ETL first focuses on data sourcing from a number of locations outside your organization including databases, applications, monitoring tools, and emails. It’s the extraction process’s role to comb through these sources and ingest what it can.
ETL leans on automation to quickly ingest information once it’s deemed viable. Manual searching and vetting would take far too long and is more prone to error, which is why automation is preferred.
Transformation occurs next and involves organizing or formatting the data into specified styles.
Finally, ingested data transitions downstream to a data warehouse in the loading stage.
Note that this warehouse differs from a data lake, which commonly houses raw data catered to data scientists.
These stages also exist within ELT, but there are some core differences that will be addressed later in this article.
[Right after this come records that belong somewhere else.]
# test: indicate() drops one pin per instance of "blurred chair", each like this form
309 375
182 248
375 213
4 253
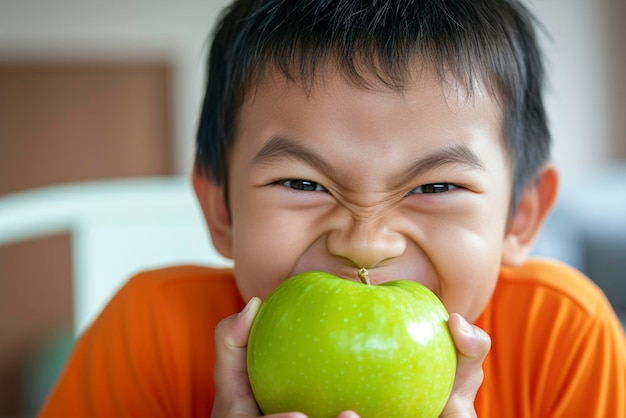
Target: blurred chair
118 228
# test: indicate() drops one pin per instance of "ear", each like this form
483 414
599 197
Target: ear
534 206
212 199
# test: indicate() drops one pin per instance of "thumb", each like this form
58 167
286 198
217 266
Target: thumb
233 395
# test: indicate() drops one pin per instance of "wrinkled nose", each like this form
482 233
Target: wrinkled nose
366 243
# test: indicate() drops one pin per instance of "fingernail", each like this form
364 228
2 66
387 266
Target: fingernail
250 309
464 326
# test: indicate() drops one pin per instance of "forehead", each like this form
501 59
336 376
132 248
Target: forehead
424 91
335 113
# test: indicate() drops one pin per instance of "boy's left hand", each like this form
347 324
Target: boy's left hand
472 346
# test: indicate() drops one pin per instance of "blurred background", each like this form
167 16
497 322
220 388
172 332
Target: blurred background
107 94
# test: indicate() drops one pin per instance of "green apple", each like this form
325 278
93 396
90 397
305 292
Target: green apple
321 344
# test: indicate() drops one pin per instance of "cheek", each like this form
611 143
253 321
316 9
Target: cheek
467 260
267 245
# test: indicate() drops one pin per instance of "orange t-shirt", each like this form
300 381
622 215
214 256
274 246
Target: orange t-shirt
557 348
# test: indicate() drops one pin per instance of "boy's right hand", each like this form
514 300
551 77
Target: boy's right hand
233 395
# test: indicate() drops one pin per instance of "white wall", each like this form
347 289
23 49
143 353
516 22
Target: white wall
578 57
581 84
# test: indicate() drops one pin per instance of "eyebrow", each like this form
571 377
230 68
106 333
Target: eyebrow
283 147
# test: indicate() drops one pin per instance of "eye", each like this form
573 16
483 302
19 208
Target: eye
303 185
433 188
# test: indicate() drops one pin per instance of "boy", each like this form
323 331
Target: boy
407 137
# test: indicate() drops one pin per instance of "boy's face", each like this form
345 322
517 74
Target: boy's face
411 185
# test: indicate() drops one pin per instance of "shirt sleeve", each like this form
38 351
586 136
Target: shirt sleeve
150 353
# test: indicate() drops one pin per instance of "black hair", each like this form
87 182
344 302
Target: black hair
488 42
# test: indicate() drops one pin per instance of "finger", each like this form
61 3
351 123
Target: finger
472 345
233 396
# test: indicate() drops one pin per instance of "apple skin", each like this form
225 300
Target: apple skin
321 344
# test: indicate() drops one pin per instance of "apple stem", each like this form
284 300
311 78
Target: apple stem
364 276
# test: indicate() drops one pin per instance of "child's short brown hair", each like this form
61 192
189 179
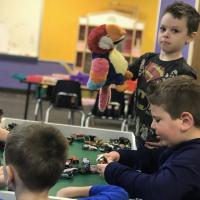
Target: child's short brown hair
38 153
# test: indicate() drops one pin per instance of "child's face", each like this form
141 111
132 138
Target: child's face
173 34
166 128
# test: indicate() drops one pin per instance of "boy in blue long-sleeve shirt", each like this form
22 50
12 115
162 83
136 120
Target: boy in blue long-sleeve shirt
166 173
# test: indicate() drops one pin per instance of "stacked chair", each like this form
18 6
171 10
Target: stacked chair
66 95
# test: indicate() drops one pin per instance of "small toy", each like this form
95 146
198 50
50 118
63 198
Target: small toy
85 168
89 147
11 126
101 159
68 163
108 65
74 160
93 169
70 139
69 172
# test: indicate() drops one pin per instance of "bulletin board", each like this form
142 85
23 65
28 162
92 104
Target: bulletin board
20 27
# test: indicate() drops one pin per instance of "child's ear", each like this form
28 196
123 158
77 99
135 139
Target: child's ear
187 121
8 174
191 37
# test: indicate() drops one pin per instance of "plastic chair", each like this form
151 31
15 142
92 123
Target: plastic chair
43 94
66 95
114 111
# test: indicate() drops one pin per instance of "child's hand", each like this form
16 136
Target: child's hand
101 169
128 75
112 156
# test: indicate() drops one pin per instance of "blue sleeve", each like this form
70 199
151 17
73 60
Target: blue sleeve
171 181
106 192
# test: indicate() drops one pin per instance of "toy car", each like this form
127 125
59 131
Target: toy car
69 172
89 147
101 159
68 163
85 166
74 160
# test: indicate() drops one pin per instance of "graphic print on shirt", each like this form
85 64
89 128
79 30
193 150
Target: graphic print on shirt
152 71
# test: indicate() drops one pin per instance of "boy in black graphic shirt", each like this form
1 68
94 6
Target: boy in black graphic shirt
178 27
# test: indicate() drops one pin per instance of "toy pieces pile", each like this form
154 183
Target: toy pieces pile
92 143
72 167
11 126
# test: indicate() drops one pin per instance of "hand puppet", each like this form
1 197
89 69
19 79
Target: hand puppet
108 65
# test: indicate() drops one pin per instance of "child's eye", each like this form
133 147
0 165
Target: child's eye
157 120
175 31
162 29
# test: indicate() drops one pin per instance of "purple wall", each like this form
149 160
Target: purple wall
8 68
163 5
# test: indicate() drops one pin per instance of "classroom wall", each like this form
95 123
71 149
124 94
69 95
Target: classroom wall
61 18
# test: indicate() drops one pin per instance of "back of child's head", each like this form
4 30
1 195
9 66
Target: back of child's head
180 9
177 95
38 153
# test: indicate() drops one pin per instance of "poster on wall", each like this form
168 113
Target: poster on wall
163 5
20 25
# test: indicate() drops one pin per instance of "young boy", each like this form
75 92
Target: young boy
179 24
173 172
35 156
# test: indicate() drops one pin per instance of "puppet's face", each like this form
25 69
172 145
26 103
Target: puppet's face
103 38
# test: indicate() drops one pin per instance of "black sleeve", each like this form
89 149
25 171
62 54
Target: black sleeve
188 70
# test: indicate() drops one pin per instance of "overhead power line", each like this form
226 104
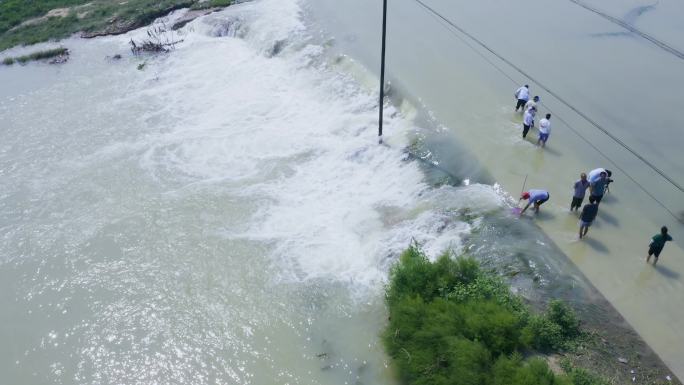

Data Collection and Compliance Concerns in ETL
In ETL, both extraction and transformation are tightly coupled since they precede loading. Transformations are purpose-built for specific workflows and data analysis procedures, making them bespoke. This specialization impacts the extraction stage by introducing more dependencies into the equation.
Increased complexities make it harder to scale and add data sources over time. As your files, application suite, and database grow, this can be problematic. Changes to upstream schemas must be reflected in the codebase, and those updates take time to complete.
To meet compliance concerns, proactive encryption and hashing are essential prior to loading. This occurs when the data is processed and an automated parser helps pick out PII or other sensitive information. This is critical across industries in which consumer privacy is paramount.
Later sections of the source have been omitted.